My Workin' On Ma Fitness Binder is really keeping it together for me. In the front I keep my weigh-in and measurements. I also add any inspirational quotes, photos or messages to this section. Then I have a section for schedules and planning. This is where I would schedule out my week and add my work outs. I also plan my meal and shopping lists in this binder.
The next section is for food journaling. Although I do enjoy the convenience and resources of programs/apps such as The Daily Plate and My Fitness Pal...such as being able to scan bar codes and being able to simply search my product and have all of the nutritional information a click away...Sometimes, this does not work for everyone and especially does not work if you do not have consistent WiFi/cell service accessibility. In that case, good ole' notebooks work just as well. The one downfall I found of tracking on paper is that I find it extremely important to not only watch calories - but to check other daily intakes such as carbs, sodium, sugars, etc. When you're just jotting foods down in a notebook, you're not always watching these specific areas. So I created a spreadsheet - to help track all vitals areas.
I also have a section for exercises. I keep a list of possible cardio options, so I can change it up frequently but not forget my options. I also keep a section of strength routines - kettlebells, yoga/medicine balls, weights, resistance bands - all of this equipment which I've collected over the years. I have found most of these routines on Pinterest. I print them and stick them in this section - again, so I can change things up frequently and not forget any.

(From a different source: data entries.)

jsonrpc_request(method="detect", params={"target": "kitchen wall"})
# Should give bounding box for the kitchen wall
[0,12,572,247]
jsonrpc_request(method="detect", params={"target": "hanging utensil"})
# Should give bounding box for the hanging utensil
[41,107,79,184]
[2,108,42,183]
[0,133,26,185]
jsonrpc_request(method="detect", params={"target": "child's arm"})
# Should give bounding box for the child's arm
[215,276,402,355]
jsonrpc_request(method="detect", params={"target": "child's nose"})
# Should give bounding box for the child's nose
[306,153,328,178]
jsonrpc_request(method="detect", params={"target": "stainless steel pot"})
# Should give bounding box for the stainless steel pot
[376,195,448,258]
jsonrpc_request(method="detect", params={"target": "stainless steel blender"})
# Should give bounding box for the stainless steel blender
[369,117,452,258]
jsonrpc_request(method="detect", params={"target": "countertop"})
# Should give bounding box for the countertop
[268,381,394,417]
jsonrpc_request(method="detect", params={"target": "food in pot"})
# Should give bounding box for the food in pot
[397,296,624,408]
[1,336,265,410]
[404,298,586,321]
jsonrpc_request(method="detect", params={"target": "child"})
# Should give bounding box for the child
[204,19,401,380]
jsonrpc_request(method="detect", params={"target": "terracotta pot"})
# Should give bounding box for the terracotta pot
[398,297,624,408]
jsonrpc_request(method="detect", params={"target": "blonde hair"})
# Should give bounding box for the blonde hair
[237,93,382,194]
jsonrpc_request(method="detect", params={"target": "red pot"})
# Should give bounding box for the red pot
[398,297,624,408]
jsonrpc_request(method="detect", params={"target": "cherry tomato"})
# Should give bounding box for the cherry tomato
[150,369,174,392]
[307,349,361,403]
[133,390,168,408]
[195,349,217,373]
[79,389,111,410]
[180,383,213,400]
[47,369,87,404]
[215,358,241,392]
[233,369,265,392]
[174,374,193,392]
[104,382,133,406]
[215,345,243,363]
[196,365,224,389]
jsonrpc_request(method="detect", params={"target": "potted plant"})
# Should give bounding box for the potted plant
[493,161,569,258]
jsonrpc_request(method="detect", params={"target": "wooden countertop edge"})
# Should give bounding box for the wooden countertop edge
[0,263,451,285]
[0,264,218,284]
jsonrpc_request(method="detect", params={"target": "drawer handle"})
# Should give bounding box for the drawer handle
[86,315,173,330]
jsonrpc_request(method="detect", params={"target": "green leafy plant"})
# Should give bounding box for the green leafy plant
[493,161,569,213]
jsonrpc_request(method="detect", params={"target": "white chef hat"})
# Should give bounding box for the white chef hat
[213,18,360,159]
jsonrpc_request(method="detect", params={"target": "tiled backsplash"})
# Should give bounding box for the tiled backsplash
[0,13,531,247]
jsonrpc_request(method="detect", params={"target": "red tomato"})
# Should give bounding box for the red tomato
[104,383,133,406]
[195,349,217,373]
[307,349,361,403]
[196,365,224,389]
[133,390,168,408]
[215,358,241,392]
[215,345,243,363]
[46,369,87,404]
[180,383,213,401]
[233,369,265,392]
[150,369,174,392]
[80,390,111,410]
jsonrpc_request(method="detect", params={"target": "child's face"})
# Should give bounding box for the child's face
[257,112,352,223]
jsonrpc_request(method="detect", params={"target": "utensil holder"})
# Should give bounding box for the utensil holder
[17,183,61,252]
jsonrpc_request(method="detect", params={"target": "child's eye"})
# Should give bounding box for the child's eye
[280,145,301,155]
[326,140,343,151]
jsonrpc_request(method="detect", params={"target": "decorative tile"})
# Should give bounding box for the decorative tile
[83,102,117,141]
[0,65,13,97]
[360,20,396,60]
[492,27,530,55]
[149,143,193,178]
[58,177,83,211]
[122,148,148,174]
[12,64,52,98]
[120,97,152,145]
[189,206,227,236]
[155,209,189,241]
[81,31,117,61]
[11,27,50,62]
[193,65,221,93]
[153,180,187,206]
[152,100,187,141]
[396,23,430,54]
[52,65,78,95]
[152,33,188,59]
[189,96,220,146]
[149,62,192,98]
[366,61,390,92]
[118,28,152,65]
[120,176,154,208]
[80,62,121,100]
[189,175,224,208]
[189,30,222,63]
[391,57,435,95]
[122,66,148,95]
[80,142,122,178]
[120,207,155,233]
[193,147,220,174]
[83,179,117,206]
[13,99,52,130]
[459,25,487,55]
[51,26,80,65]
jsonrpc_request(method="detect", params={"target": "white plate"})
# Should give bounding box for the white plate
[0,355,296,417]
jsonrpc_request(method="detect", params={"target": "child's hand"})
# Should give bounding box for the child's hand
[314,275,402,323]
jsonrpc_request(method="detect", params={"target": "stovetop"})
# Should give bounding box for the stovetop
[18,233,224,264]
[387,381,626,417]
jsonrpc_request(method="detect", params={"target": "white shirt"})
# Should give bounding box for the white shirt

The last section is for recipes, this is where I keep all my Pin Wins! One of the recipes I've added this week is not much of a recipe at all, but a fabulous concept - Wonton Cups!
I already struggle with lunches and since I have to pack one 5 days/week, this has proven to be quite a task. I don't mind salads and I would eat them 5 days/week if I had to - but why should I? If you feel this way, you should try Wonton Cups.
I purchased a package of wonton wrappers (typically found in the produce section). I spray the muffin baking pan and push the wonton wrapper into each hole.
I bake them for 5-6 minutes at 375, until they're golden brown. Now you have a little cup to fill as your heart desires! I made chicken salad to put in mine. I eat 2 wonton cups, paired with a cup of grapes for a 200 calorie lunch. You can fill with egg salad, tuna salad, any salad or sandwich fillings you enjoy. The wonton wrappers also freeze nicely - so I counted out 12 wrappers, placed them in baggies and popped them into the freezer for future use.
Caesar Salad Cup |
Taco Wonton Cups |
Last week at TOPS, we learned...
I agree 100% with this statement. I have worked really hard to plan and I feel good! I had hoped the scale reflected how good I am feeling - and I think it did. I am down another 2.6 lbs. I was really hoping to hit the 280's tonight, a number I had not laid eyes on for a very long time - but I came up 0.4 lbs short...And that's okay. I am still on track: Lose 1.75 lbs/week to reach my 30th Birthday Goal. This is my program and it's working for me!
You are doing so awesome. Staying so positive and working on yourself! Truly inspiring! I love it. PS Love the tabs!